By filtering organic particles from the lake water and recycling phosphorus back with their excretions and feces, mussels dramatically alter the natural rates at which phosphorus is exchanged between lake water and sediments. According to the study, the mussels in Lake Michigan are not only removing phosphorus from the water ten times faster than two decades ago, but are also resupplying the water column with eight times the amount of phosphorus that reaches the lake from the entire watershed. This kind of "internal loading" effectively decouples the dynamics of phosphorus from watershed inputs, leaving the system open to poorly predictable fluctuations when mussel populations increase or decrease.

"The mussels have short-circuited the normal pathways of the phosphorus cycling in the lakes," explains the lead author Jiying Li, formerly a postdoctoral researcher at UMD and presently an Assistant Professor at the Hong Kong University of Science and Technology. "And the productivity in the lakes is now tied to what the mussel populations are doing."
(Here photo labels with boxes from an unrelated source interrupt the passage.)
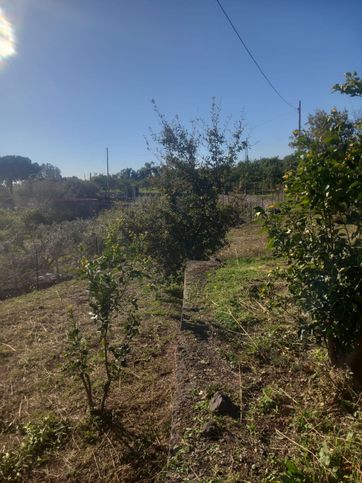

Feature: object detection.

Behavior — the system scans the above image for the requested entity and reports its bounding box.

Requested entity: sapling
[66,226,139,418]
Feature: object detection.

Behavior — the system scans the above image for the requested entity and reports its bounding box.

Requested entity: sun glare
[0,7,16,64]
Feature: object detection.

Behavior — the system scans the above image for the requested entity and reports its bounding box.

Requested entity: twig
[275,429,318,461]
[239,363,243,422]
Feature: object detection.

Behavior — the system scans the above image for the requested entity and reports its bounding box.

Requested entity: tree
[40,163,62,181]
[260,73,362,380]
[0,156,41,193]
[123,102,243,275]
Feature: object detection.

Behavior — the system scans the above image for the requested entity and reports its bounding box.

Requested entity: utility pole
[106,148,109,196]
[298,101,302,135]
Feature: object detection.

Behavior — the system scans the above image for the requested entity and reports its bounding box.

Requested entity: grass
[0,225,362,483]
[0,281,181,482]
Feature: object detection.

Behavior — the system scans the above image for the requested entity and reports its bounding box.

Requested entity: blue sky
[0,0,362,177]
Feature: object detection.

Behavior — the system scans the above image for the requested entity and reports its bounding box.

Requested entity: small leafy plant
[66,226,139,418]
[0,415,69,481]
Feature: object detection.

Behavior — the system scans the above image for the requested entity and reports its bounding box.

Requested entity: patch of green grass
[205,257,273,328]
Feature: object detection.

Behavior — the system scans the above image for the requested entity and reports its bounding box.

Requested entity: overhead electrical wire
[216,0,298,110]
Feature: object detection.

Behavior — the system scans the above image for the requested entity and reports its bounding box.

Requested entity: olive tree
[259,75,362,377]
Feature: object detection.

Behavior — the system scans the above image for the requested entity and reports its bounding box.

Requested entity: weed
[0,415,70,481]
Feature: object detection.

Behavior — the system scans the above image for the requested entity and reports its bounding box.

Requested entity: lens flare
[0,7,16,64]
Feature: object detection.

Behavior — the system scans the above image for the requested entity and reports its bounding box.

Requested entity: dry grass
[0,281,180,482]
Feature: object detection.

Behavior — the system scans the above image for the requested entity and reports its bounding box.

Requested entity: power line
[216,0,299,110]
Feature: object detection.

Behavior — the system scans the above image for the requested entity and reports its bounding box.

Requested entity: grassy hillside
[0,225,362,483]
[0,282,180,481]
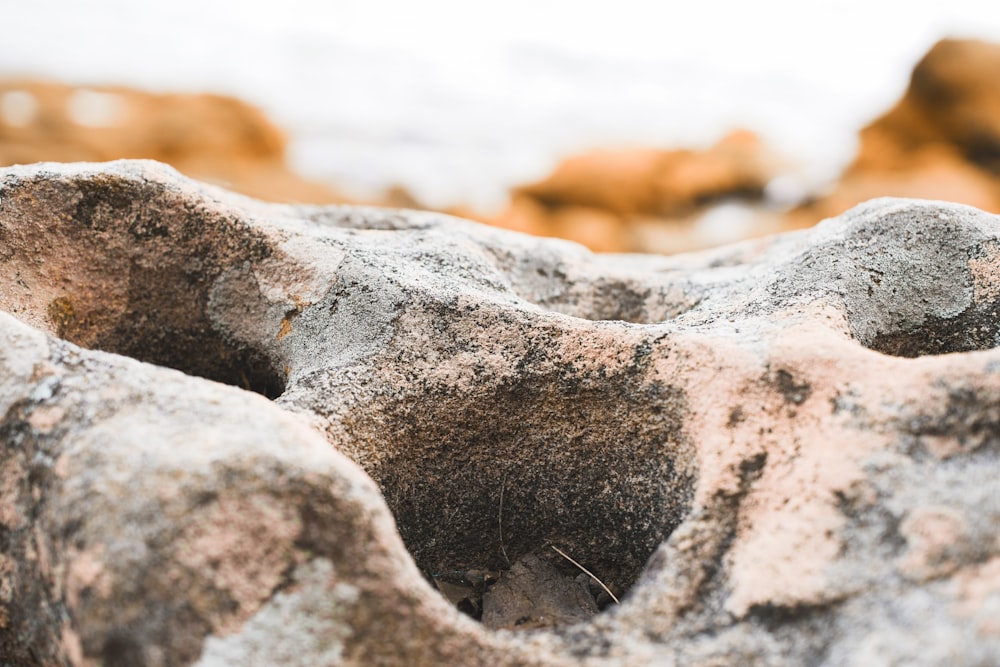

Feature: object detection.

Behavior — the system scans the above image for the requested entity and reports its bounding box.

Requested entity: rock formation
[0,162,1000,667]
[486,130,776,252]
[0,79,346,203]
[789,39,1000,226]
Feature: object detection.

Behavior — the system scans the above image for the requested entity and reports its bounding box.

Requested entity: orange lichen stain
[278,315,292,340]
[969,242,1000,303]
[48,296,76,336]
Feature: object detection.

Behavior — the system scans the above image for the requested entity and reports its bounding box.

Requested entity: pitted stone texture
[0,162,1000,666]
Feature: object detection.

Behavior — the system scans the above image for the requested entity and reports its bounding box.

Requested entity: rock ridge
[0,161,1000,666]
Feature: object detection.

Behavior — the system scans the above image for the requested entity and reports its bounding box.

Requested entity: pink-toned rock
[0,162,1000,666]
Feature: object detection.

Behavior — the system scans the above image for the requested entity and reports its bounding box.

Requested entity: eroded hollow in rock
[0,174,285,398]
[354,373,694,628]
[866,303,1000,358]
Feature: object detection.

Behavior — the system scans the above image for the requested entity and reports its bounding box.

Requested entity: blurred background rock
[0,0,1000,253]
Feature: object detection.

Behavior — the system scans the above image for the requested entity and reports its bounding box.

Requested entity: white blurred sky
[0,0,1000,206]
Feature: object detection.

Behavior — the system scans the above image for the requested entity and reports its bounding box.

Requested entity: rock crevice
[0,162,1000,667]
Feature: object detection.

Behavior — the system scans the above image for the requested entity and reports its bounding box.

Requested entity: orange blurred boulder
[486,130,776,252]
[0,80,345,203]
[517,130,772,216]
[789,39,1000,226]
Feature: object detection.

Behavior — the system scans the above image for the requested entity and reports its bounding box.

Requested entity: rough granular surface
[0,162,1000,667]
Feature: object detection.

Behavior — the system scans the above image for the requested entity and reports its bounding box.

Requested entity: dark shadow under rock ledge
[0,162,1000,667]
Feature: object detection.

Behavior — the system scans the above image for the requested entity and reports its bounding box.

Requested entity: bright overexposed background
[0,0,1000,209]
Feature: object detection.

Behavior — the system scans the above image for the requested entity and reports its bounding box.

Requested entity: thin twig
[497,471,510,567]
[549,544,621,604]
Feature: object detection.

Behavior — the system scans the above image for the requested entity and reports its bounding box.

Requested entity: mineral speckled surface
[0,162,1000,667]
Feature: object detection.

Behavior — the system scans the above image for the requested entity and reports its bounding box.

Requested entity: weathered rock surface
[0,162,1000,666]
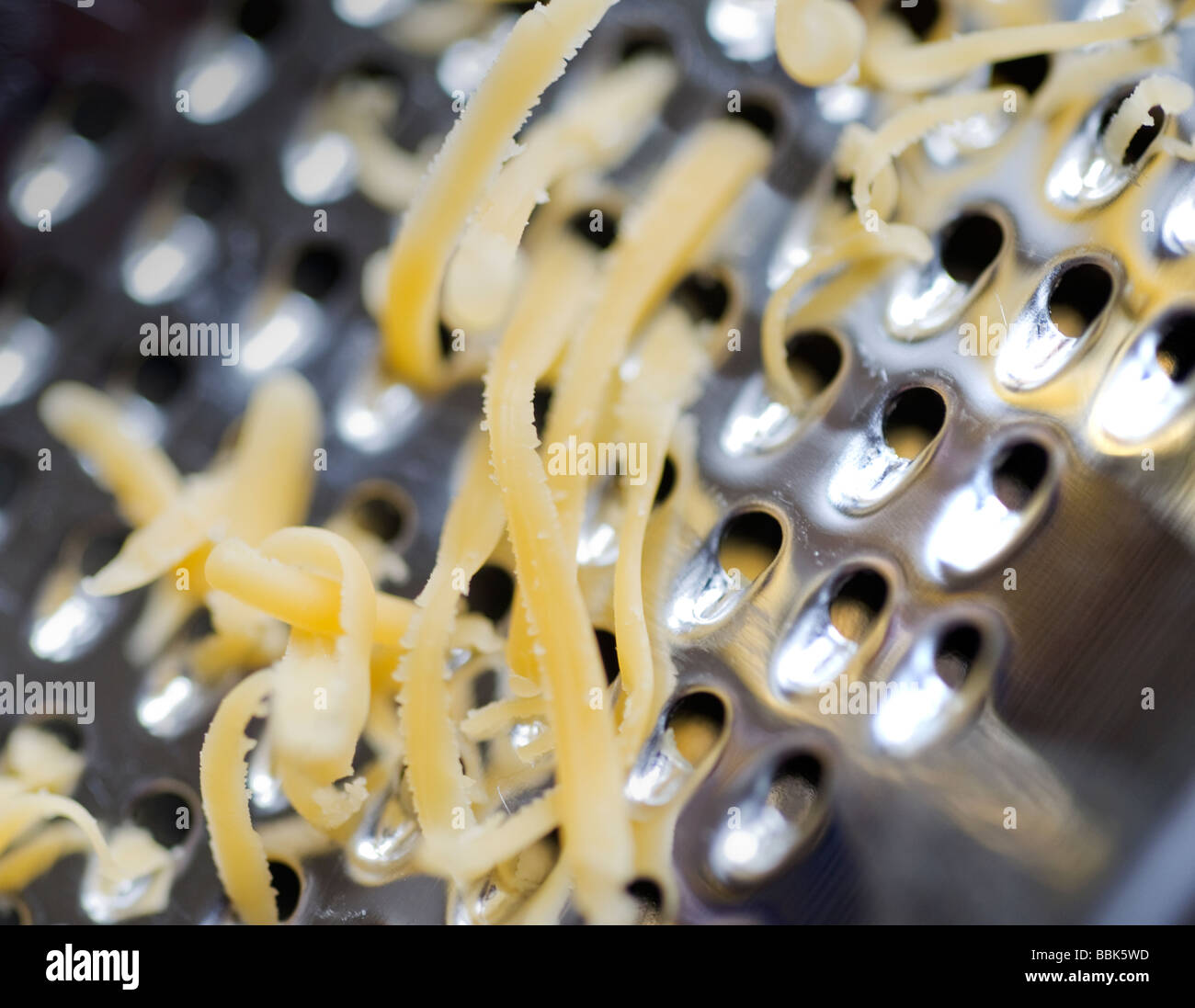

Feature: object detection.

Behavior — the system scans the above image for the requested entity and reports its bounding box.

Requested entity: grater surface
[0,0,1195,923]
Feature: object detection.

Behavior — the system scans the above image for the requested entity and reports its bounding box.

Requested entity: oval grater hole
[718,511,784,582]
[652,455,677,507]
[269,857,303,923]
[882,385,947,459]
[25,264,84,326]
[465,563,515,623]
[1155,310,1195,385]
[829,567,889,642]
[31,717,85,753]
[236,0,287,41]
[290,244,344,301]
[992,441,1049,511]
[530,385,552,437]
[0,895,33,927]
[626,878,665,924]
[933,622,984,690]
[1099,84,1167,167]
[0,447,25,510]
[569,207,618,248]
[182,161,236,218]
[71,83,132,142]
[988,52,1051,95]
[672,272,730,323]
[594,627,619,685]
[129,782,198,850]
[346,481,414,545]
[132,357,188,406]
[784,330,843,400]
[79,526,129,577]
[618,28,673,62]
[884,0,941,40]
[470,669,498,708]
[941,212,1004,287]
[710,752,825,889]
[666,690,726,766]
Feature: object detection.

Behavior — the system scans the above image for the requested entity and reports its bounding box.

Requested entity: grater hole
[470,669,498,708]
[71,84,131,143]
[465,563,515,623]
[236,0,287,41]
[618,28,673,62]
[718,511,784,583]
[25,264,83,326]
[33,718,84,753]
[291,244,344,301]
[351,490,406,542]
[666,690,726,766]
[784,330,843,400]
[885,0,941,39]
[729,98,780,140]
[183,163,236,218]
[941,212,1004,287]
[1099,84,1167,166]
[933,623,984,690]
[991,52,1051,95]
[1155,311,1195,385]
[530,385,552,436]
[569,207,618,248]
[129,785,195,849]
[269,857,302,922]
[829,567,888,644]
[0,896,33,927]
[79,527,129,577]
[1049,263,1112,339]
[672,272,730,323]
[132,357,187,406]
[882,385,947,459]
[594,627,619,685]
[0,447,25,509]
[992,441,1049,511]
[626,878,665,924]
[652,455,677,507]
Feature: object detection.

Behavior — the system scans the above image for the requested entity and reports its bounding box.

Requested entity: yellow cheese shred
[863,0,1167,92]
[443,55,677,332]
[776,0,868,87]
[199,669,279,924]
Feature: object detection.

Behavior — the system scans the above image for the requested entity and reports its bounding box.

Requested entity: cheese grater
[0,0,1195,923]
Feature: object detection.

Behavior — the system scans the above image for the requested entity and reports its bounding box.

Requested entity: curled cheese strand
[614,308,708,766]
[398,436,502,864]
[485,233,632,921]
[199,669,279,924]
[0,792,122,880]
[443,56,677,332]
[836,87,1019,237]
[863,0,1167,92]
[37,381,179,525]
[760,224,928,412]
[381,0,614,387]
[1103,74,1195,164]
[506,122,768,680]
[399,232,592,871]
[262,527,377,793]
[776,0,868,87]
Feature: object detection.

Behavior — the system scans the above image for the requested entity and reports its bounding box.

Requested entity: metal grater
[0,0,1195,923]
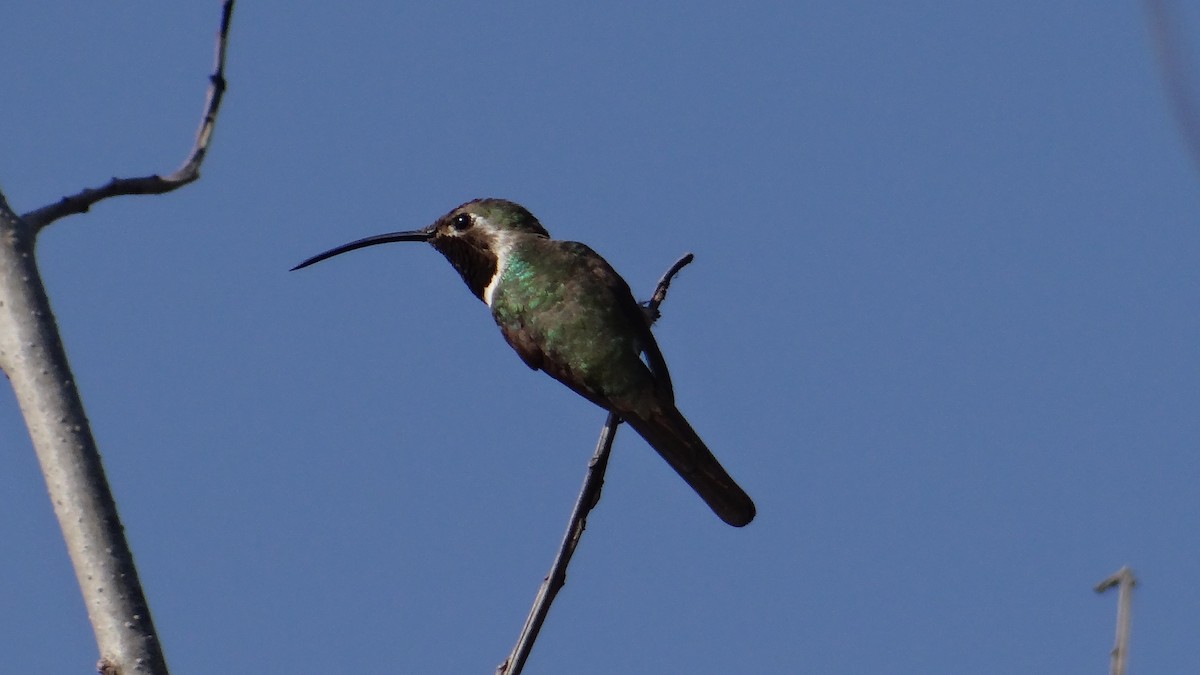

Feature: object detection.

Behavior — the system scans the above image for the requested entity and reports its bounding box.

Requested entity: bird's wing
[580,244,674,404]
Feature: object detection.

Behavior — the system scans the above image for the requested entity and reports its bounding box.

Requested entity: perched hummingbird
[292,199,755,527]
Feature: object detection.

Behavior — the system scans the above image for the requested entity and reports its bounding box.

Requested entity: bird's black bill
[289,229,433,271]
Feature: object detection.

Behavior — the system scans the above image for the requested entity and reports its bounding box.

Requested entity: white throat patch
[484,231,514,306]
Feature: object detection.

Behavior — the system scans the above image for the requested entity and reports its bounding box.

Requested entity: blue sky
[0,1,1200,674]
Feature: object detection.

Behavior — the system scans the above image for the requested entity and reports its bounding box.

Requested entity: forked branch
[22,0,234,232]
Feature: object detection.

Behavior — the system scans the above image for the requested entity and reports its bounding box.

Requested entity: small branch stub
[22,0,234,232]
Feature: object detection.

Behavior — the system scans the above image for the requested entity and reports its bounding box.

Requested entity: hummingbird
[292,198,755,527]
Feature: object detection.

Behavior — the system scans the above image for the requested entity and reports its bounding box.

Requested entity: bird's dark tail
[625,407,755,527]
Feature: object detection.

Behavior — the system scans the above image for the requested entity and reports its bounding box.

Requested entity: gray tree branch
[0,0,234,675]
[22,0,234,231]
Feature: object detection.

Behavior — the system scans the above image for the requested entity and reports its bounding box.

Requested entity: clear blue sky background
[0,0,1200,675]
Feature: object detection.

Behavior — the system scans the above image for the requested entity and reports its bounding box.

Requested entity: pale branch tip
[22,0,234,231]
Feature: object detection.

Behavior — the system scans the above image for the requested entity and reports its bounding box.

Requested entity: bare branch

Growing populations of mussels are capable of absorbing large quantities of phosphorus from the water column, which is partly responsible for the water in the Great Lakes becoming clearer over recent years. In contrast, mortality events are capable of releasing large quantities of phosphorus back into the ecosystem. As a result, phosphorus becomes regulated by the dynamics of mussel populations and may respond only slowly to our efforts to control the runoff of phosphorus from the watershed.

The results of the study, which appears in this week's PNAS, show that a single invasive species can have dramatic consequences for geochemical cycles even in the world's largest aquatic ecosystems. According to the authors, this forewarns of similar ecological changes in mussel-invaded lakes across Europe and North America and calls for a new paradigm for managing aquatic ecosystems.
The study was funded by the US National Science Foundation grant OCE-1737368.